20101016
Jerash, Jordânia
Olhando para trás, Huggo Verdú viu a vida a afastar-se a passos tão largos quanto o caminhar às arrecuas permite. Enxofrada, sem um aceno, ia de queixo tão levantado que deitava um olho para trás das costas. Huggo Verdú, chamemos-lhe agora, carinhosamente, Pangolim, arrastava-se cabisbaixo, com a língua pendente, por onde escorria uma delicada filigrana de saliva.
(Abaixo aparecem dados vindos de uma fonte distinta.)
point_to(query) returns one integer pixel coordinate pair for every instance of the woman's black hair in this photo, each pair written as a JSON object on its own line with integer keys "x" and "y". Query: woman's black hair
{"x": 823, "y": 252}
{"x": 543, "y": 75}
Não fossem as saborosas formigas a distraí-lo com os seus estruturados percursos e desorientadas manifestações de pânico, tinha com certeza reparado mais cedo naquilo que, anos mais tarde, descreveria nas longas tainadas de inverno como "A minha salvação!". (estamos aqui a ser tremendamente injustos com os apetitosos insectos, prováveis causadores da epifania de Pangolim)
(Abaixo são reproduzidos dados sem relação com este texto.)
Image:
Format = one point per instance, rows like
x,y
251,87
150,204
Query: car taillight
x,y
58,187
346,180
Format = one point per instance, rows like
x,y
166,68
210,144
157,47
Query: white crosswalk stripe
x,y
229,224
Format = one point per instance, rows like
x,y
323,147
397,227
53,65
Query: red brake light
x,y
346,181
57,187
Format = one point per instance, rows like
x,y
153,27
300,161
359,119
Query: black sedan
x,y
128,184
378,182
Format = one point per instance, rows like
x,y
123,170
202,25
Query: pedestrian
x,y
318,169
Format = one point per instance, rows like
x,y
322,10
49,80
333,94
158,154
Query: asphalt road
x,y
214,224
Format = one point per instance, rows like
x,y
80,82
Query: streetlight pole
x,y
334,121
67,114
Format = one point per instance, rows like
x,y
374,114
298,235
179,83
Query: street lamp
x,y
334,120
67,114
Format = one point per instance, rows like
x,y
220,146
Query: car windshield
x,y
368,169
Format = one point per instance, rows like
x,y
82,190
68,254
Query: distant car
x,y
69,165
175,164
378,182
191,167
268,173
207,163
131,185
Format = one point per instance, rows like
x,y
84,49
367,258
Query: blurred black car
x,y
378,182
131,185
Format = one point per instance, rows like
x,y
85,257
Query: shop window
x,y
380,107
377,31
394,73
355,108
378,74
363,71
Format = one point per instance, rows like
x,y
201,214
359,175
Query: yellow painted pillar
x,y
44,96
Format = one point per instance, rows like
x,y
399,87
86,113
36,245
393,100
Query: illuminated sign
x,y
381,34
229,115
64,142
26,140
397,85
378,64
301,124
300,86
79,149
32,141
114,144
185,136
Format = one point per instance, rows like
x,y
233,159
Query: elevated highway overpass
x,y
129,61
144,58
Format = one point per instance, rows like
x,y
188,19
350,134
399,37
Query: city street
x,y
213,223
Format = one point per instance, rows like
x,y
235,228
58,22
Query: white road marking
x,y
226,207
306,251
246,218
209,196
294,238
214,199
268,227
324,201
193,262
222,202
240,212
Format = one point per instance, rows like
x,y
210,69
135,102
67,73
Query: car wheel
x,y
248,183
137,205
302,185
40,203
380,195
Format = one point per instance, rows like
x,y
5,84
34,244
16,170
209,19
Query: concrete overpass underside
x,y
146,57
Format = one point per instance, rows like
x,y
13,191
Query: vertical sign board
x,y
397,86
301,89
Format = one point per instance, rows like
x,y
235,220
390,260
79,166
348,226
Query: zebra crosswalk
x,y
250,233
Ora, o que o nosso desditoso caminhante descobriu, foi exactamente isso em que estão a pensar: a sua própria sombra. (os que imaginavam aqui o displicente lenço de cambraia, finamente bordado a ocre e sanguínea, certamente vão abandonar a leitura, melindrados)
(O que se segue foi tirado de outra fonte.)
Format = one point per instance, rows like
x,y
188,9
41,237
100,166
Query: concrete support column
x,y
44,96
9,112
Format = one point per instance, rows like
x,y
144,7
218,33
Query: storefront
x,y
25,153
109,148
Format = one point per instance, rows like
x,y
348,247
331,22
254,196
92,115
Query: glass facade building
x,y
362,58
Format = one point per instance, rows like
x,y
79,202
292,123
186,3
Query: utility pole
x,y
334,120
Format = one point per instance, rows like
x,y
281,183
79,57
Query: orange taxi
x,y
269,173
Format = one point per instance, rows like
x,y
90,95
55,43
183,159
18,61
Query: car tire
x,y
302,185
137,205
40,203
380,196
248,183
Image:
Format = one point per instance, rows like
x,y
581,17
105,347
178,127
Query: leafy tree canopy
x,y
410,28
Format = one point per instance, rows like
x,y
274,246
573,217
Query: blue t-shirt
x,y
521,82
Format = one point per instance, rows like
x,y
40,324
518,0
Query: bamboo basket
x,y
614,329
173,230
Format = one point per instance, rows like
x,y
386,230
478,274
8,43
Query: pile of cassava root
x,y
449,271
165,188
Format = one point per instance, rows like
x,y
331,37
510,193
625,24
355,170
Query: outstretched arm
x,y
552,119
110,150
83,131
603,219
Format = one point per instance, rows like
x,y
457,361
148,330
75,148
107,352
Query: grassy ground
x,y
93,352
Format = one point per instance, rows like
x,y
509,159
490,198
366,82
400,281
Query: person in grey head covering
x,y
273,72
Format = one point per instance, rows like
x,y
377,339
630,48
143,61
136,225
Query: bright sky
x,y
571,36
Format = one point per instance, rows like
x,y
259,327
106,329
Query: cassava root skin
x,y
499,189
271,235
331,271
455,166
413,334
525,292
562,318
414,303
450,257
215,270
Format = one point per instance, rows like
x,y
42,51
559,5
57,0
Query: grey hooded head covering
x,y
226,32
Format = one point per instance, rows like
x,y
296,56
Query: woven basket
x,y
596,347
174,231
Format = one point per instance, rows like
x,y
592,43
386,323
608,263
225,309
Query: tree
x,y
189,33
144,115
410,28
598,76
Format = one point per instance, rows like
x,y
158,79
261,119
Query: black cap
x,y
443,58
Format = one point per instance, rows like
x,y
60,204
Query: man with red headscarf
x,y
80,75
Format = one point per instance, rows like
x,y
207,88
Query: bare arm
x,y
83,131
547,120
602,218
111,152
- Como poderei alguma vez ter sentido tristeza em mim, quando arrastava esta pobre alma negra, como um algoz, forçando-a a copiar-me as vergonhas, esmigalhando-lhe os pés e escondendo-a da luz. Como posso ter vivido de cabeça baixa, e ainda assim altaneiro a este meu mapa de desgraça. Vivi sobre a imagem da minha morte, e não a respeitei. - declamou Huggo, o Pangolim, amante de monólogos e amador de teatro.
Cuidadosamente, descolou a sombra já puída das solas enrugadas, deu-lhe duas sacudidelas respeitosas, endireitou as costas e sentou-a às cavalitas. A sombra agarrou-lhe os cabelos e ele, Huggo Verdú, com um relincho de satisfação, partiu à desfilada. O desencarnado Pangolim, perplexo e abandonado, deu meia volta e seguiu na peugada da vida a que estava habituado.